Boris Stitnicky picture Boris Stitnicky · May 21, 2012 · Viewed 42.9k times · Source

It is known that in Ruby, class methods get inherited:

class P
  def self.mm; puts 'abc' end
end
class Q < P; end
Q.mm # works

However, it comes as a surprise to me that it does not work with mixins:

module M
  def self.mm; puts 'mixin' end
end
class N; include M end
M.mm # works
N.mm # does not work!

I know that #extend method can do this:

module X; def mm; puts 'extender' end end
Y = Class.new.extend X
X.mm # works

But I am writing a mixin (or, rather, would like to write) containing both instance methods and class methods:

module Common
  def self.class_method; puts "class method here" end
  def instance_method; puts "instance method here" end
end

Now what I would like to do is this:

class A; include Common
  # custom part for A
end
class B; include Common
  # custom part for B
end

I want A, B inherit both instance and class methods from Common module. But, of course, that does not work. So, isn't there a secret way of making this inheritance work from a single module?
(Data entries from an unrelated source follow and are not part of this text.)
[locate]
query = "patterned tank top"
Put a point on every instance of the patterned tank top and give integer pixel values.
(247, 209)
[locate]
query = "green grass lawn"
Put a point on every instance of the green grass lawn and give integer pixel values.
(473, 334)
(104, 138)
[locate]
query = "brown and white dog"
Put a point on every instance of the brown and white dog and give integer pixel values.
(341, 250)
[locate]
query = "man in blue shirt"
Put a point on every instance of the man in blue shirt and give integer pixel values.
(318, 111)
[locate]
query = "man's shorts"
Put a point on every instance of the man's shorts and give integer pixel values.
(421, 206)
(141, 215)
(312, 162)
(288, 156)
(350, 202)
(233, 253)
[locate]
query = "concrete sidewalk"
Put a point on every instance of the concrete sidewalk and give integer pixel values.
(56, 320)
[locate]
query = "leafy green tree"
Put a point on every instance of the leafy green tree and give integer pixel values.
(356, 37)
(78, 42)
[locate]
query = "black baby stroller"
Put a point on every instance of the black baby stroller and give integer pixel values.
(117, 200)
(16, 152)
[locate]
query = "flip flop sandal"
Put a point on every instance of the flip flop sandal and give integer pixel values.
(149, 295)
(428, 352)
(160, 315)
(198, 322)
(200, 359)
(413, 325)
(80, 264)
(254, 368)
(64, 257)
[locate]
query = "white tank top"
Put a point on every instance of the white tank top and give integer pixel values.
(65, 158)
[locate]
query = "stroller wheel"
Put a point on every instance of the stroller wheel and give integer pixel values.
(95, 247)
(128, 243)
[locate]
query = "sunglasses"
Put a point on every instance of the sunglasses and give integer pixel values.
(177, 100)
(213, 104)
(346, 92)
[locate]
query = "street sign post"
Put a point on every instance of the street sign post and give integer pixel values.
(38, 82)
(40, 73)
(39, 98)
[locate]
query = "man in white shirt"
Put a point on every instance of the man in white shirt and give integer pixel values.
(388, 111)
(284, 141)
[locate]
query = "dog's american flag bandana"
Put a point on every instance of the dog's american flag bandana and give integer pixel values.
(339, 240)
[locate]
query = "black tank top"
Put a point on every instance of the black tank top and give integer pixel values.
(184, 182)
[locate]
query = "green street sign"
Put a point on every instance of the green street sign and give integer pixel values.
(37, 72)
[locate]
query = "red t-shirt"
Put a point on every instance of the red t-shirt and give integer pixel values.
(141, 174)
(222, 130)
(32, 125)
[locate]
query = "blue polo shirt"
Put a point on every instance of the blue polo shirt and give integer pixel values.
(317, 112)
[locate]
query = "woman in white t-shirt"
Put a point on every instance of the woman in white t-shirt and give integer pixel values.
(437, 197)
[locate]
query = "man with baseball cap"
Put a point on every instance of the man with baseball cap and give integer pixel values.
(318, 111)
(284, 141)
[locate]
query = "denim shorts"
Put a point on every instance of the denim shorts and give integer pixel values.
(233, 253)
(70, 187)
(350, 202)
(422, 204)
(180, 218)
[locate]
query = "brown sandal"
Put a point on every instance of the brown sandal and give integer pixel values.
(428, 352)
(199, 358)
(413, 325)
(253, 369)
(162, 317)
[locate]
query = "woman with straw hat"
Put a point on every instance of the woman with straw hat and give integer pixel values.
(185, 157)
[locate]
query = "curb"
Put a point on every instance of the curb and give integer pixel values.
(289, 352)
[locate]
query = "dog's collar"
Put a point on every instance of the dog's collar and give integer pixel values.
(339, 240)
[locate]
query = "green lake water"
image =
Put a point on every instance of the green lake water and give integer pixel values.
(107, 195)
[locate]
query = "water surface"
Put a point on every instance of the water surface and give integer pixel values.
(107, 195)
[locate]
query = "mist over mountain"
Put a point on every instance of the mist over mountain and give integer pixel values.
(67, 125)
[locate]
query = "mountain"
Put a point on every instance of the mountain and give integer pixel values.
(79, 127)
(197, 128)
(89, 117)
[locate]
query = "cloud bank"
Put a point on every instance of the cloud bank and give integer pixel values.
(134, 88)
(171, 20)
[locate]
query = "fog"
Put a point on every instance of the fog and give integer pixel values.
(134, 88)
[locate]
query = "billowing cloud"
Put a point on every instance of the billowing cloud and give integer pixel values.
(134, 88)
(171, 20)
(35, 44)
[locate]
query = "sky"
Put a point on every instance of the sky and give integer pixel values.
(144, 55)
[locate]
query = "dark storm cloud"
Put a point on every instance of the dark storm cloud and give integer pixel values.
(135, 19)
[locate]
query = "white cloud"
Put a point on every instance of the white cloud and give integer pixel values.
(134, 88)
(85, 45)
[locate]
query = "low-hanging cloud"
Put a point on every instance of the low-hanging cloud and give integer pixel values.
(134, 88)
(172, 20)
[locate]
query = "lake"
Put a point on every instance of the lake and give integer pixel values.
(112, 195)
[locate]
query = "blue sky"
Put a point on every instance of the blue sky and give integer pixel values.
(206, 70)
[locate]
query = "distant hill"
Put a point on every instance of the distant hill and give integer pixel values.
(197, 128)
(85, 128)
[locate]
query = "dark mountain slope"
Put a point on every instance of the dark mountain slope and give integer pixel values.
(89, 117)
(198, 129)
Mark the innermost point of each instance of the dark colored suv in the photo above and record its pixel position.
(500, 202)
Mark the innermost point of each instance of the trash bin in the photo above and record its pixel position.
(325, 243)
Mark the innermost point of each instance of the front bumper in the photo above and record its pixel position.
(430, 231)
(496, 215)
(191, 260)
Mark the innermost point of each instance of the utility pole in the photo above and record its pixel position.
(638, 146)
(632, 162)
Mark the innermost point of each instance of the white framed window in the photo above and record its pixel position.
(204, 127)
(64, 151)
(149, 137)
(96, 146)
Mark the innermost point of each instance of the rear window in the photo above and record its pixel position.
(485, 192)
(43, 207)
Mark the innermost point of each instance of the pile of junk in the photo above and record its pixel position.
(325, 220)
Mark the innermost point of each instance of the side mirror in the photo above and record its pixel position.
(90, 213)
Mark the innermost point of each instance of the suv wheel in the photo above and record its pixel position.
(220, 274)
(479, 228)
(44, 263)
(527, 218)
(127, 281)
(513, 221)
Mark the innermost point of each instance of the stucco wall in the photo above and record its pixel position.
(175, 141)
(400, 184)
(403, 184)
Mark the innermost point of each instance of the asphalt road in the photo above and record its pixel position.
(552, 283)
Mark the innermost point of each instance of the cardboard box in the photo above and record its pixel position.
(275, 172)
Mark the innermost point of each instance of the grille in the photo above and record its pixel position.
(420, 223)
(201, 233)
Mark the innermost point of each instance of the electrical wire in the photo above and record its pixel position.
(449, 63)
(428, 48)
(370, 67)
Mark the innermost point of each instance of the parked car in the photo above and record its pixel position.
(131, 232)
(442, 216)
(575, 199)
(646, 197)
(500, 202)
It seems inelegant to me to split this into two different modules, one to include, the other to extend. Another possible solution would be to use a class Common instead of a module. But this is just a workaround. (What if there are two sets of common functionalities Common1 and Common2 and we really need to have mixins?) Is there any deep reason why class method inheritance does not work from mixins?

Answer

Sergio Tulentsev picture Sergio Tulentsev · May 21, 2012

A common idiom is to use included hook and inject class methods from there.

module Foo
  def self.included base
    base.send :include, InstanceMethods
    base.extend ClassMethods
  end

  module InstanceMethods
    def bar1
      'bar1'
    end
  end

  module ClassMethods
    def bar2
      'bar2'
    end
  end
end

class Test
  include Foo
end

Test.new.bar1 # => "bar1"
Test.bar2 # => "bar2"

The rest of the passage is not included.